Wel is het kenmerk van 'n dichter dat hij maakt of schept, maar de hoofdzaak is toch dat hij de wereld, of iets van de wereld, aanvoelt als wat zeer bizonders, zoodat hij er verbaasd van is, er vòl van wordt. Gewoonlijk kan hij er dan niet van zwijgen, en, sprekend, schilderend, zingend, herschept hij dat wat in hem is gekomen, als een wonder.
Bij Bernard Bandt komt het niet tot herschepping, maar ontvangen dat doet zijn ziel wel. Niets wordt iets in hem. De duisternis van 'n avondhemel, 'n boomenrij, 'n hekje, 'n stem, 't is alles iets bizonders dat hem in verbazing doet stilstaan en zwijgend toekijken, verwonderd over zijn eigen verwondering.
Bernard Bandt is dus een sensatie-roman. Niet in de oude beteekenis van: 'n boek dat ‘veel stof opjaagt’ als 'n voorbijrazende automobiel: stof van publieke ontroering en kakelende praatjes, maar 'n roman die in plaats van de prikkelende gebeurtenissen zooals de romantiek die gaf, en in plaats van de groeiende en meesleepende hartstochten gelijk de klassieke boeken die uitbeeldden, is samengesteld uit de honderdduizend emoties en gewaarwordingen, waarvan 't leven van elken mensch is gemaakt.
De gebeurtenissen in dit boek zijn weinig pikant, en dus geeft het geen lektuur voor het groote of grove publiek.
Een boek kan ons alleen grijpen, als men er zichzelf in vindt.
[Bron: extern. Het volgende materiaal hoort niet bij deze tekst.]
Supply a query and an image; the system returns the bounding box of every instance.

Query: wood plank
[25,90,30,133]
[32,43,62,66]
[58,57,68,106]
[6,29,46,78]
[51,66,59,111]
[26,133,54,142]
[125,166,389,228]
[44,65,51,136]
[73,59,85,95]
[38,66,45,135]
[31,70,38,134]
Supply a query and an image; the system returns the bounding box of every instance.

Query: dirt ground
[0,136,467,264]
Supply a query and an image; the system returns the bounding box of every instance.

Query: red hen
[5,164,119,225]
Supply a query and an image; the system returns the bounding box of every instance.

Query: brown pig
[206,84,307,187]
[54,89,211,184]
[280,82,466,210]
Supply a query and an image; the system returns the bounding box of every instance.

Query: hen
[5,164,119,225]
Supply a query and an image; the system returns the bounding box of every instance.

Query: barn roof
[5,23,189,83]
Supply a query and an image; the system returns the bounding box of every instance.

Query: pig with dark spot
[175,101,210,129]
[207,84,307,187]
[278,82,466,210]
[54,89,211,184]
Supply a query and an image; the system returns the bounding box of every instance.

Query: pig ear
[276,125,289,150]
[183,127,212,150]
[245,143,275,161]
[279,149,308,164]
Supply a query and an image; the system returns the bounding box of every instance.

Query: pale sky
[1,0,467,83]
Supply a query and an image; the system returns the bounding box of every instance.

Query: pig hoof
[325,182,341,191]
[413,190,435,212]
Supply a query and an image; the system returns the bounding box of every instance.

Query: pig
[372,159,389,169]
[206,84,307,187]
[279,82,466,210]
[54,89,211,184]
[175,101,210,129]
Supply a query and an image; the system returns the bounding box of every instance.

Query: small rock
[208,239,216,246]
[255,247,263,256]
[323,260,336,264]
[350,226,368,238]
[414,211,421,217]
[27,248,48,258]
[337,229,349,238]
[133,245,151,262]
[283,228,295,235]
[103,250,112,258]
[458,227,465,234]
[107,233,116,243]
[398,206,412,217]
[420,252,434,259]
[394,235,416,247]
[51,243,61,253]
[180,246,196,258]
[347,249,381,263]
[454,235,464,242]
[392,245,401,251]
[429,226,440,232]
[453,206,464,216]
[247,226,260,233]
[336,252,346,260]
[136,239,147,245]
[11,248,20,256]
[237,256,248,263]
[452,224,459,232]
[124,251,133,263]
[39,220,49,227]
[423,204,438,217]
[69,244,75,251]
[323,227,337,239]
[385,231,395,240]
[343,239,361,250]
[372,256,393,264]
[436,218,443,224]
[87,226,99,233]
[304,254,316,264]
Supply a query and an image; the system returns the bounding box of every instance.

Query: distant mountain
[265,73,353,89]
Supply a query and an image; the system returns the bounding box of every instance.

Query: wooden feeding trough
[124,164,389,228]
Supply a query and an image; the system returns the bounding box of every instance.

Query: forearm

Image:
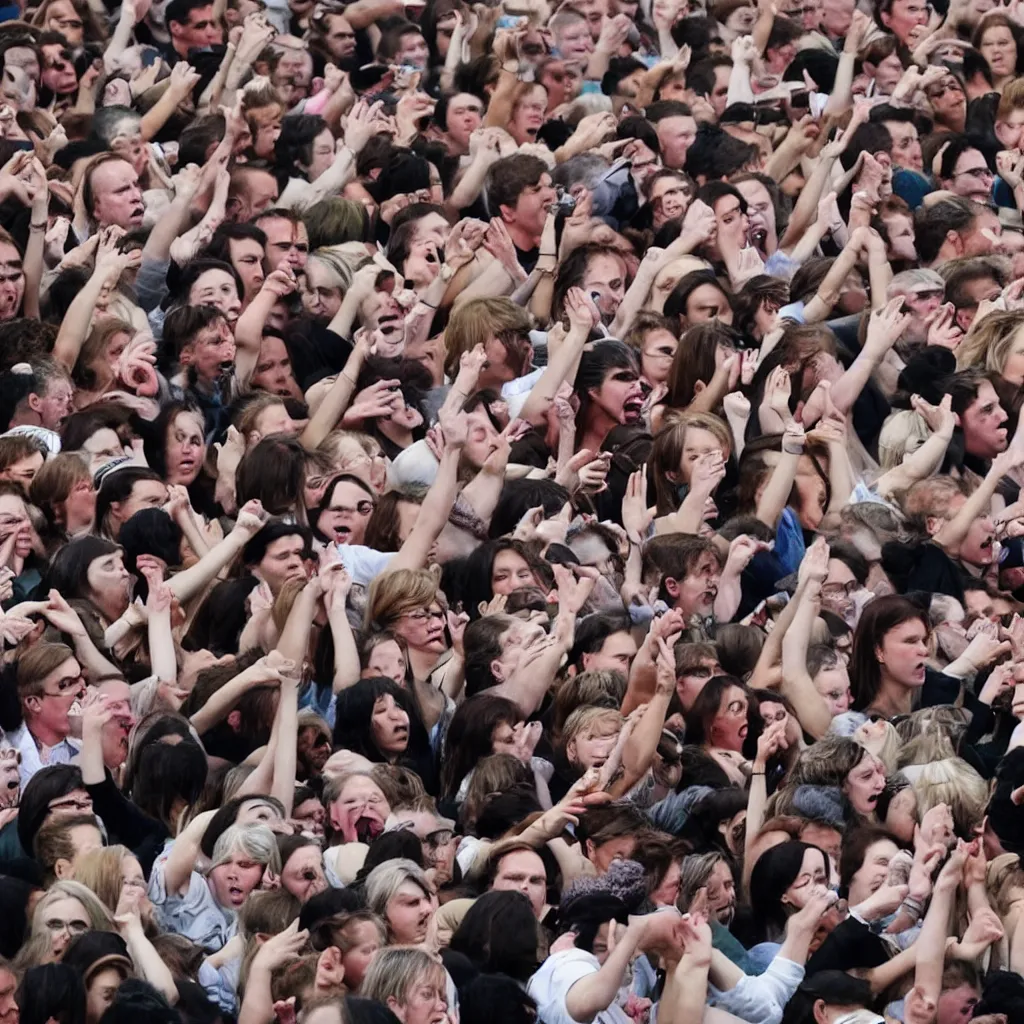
[565,929,642,1021]
[140,89,183,141]
[446,157,491,212]
[825,442,856,513]
[275,585,317,668]
[270,681,298,815]
[764,141,804,185]
[458,466,505,529]
[866,944,917,994]
[519,326,586,424]
[823,50,856,116]
[104,13,135,73]
[168,530,248,603]
[714,570,743,623]
[142,194,194,265]
[742,774,769,895]
[616,692,670,791]
[780,592,833,738]
[124,926,178,1004]
[867,252,892,311]
[484,69,518,128]
[147,608,177,683]
[802,247,861,325]
[176,508,211,558]
[937,469,1001,552]
[237,966,274,1024]
[391,447,461,572]
[687,363,733,414]
[23,221,44,320]
[305,148,356,207]
[329,608,360,693]
[585,46,615,82]
[52,272,107,370]
[234,291,275,388]
[79,726,107,785]
[784,217,827,265]
[452,259,517,306]
[726,60,754,107]
[327,288,368,341]
[496,647,562,716]
[67,625,118,678]
[756,450,799,528]
[659,955,710,1024]
[299,356,362,449]
[609,269,657,337]
[915,888,954,1003]
[198,45,234,112]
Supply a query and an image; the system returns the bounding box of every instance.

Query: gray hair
[210,823,282,874]
[886,268,944,299]
[364,858,431,922]
[678,851,726,911]
[361,947,446,1007]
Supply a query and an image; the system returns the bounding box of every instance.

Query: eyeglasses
[121,877,147,891]
[42,675,84,698]
[45,917,89,936]
[821,580,859,599]
[956,165,993,180]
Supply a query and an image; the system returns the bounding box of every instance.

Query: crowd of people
[0,0,1024,1021]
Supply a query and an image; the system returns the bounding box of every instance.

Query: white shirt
[528,949,634,1024]
[5,724,79,788]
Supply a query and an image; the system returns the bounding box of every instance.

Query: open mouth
[218,360,235,376]
[623,398,643,420]
[355,816,384,843]
[332,524,351,543]
[749,227,767,249]
[129,204,145,222]
[378,315,402,337]
[227,885,245,904]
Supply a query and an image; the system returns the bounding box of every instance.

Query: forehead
[171,410,204,432]
[498,848,545,872]
[330,478,372,502]
[229,236,264,257]
[92,160,135,187]
[449,93,482,112]
[192,268,236,291]
[265,534,304,556]
[259,216,301,240]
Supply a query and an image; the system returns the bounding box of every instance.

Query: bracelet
[539,251,557,257]
[750,770,766,776]
[341,371,357,385]
[420,300,438,309]
[30,221,46,231]
[782,443,805,455]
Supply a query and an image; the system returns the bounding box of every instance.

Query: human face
[981,24,1016,78]
[116,478,168,530]
[371,693,410,754]
[847,837,899,905]
[249,103,283,160]
[724,3,757,36]
[43,896,90,961]
[387,881,434,944]
[170,2,220,52]
[303,128,335,182]
[239,170,279,218]
[0,966,18,1024]
[639,328,678,385]
[962,380,1008,458]
[446,93,483,151]
[35,376,73,431]
[491,548,536,595]
[282,845,327,902]
[705,859,736,924]
[253,403,297,441]
[883,212,916,264]
[511,85,547,144]
[508,172,556,238]
[649,175,689,230]
[208,849,265,908]
[331,774,389,842]
[319,479,374,545]
[319,13,355,59]
[229,237,266,300]
[884,120,922,173]
[1001,323,1024,387]
[936,984,980,1024]
[189,268,241,324]
[820,0,853,37]
[272,50,312,107]
[340,920,381,990]
[540,61,580,109]
[260,216,309,273]
[1,451,42,493]
[568,721,621,769]
[844,754,887,816]
[684,283,732,325]
[0,242,23,322]
[671,551,721,617]
[588,835,635,873]
[926,74,967,129]
[46,0,85,44]
[395,602,447,654]
[876,616,929,691]
[184,319,236,386]
[961,210,1002,258]
[997,107,1024,150]
[258,535,308,594]
[881,0,929,45]
[590,364,644,426]
[301,259,344,323]
[252,337,300,399]
[782,848,830,910]
[82,428,126,472]
[582,252,627,326]
[554,18,594,62]
[40,44,77,94]
[397,29,429,69]
[365,639,406,684]
[650,859,681,908]
[87,550,132,619]
[165,411,205,485]
[582,632,638,675]
[656,115,698,170]
[391,973,447,1024]
[492,849,547,917]
[85,967,122,1024]
[733,180,774,254]
[0,493,31,562]
[884,785,918,843]
[813,663,851,717]
[679,426,725,486]
[949,148,994,203]
[89,159,144,230]
[872,52,904,92]
[709,685,748,752]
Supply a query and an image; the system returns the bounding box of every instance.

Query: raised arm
[875,395,955,497]
[162,809,217,896]
[937,447,1024,556]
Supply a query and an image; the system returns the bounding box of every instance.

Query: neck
[408,645,440,682]
[869,676,913,719]
[580,408,615,454]
[505,221,540,252]
[27,715,68,748]
[377,420,414,447]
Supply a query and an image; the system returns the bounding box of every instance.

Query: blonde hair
[561,706,623,760]
[901,757,988,837]
[855,720,901,774]
[443,298,531,380]
[72,845,135,914]
[16,880,115,970]
[305,244,370,294]
[956,309,1024,373]
[878,409,930,472]
[29,452,91,532]
[364,569,439,632]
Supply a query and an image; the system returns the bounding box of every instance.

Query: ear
[315,946,346,991]
[946,229,964,255]
[178,345,194,367]
[54,857,72,880]
[581,651,595,672]
[566,738,578,763]
[874,641,886,666]
[23,695,41,715]
[26,392,42,415]
[109,500,123,521]
[925,514,944,537]
[693,379,707,395]
[879,11,891,28]
[247,430,262,447]
[584,838,596,862]
[498,202,516,225]
[490,657,507,683]
[664,576,681,598]
[385,997,403,1017]
[812,999,831,1024]
[227,710,242,732]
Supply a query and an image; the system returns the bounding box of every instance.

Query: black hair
[200,794,286,858]
[18,964,86,1024]
[439,693,521,801]
[129,739,208,832]
[345,997,402,1024]
[664,270,732,323]
[16,764,84,862]
[749,841,828,943]
[569,613,633,670]
[458,975,537,1024]
[839,123,895,172]
[119,508,184,582]
[685,124,756,181]
[94,466,164,538]
[489,478,573,540]
[44,536,121,604]
[274,114,329,188]
[556,892,629,952]
[449,890,541,983]
[242,519,314,566]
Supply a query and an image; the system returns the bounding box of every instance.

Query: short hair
[163,305,226,358]
[34,813,101,881]
[646,100,693,124]
[936,134,985,182]
[486,154,549,216]
[914,197,980,264]
[361,947,445,1009]
[364,859,431,934]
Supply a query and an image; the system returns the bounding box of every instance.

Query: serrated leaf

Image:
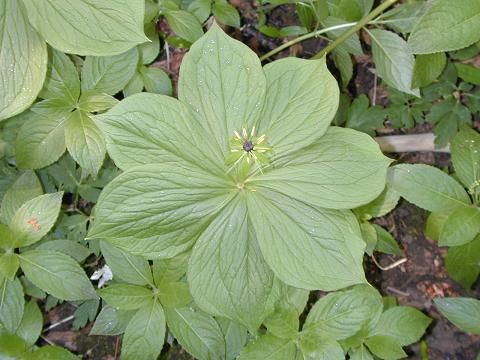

Dat is de eenige en eeuwige oorzaak van belangstelling: zelfgevoel, zelfbelang, eigenliefde, egoïsme van onstoffelijken aard.
Slechts hij die zich herinnert hoe de briesjes en rimpels over 't meervlak, hoe de blauwe of grauwe nevels dreven over 't weivlak zijner ziel, die zal alles kunnen meeleven met Bernard Bandt. 't Herinneren van zichzelf, wordt: begrijpen van den romanpersoon.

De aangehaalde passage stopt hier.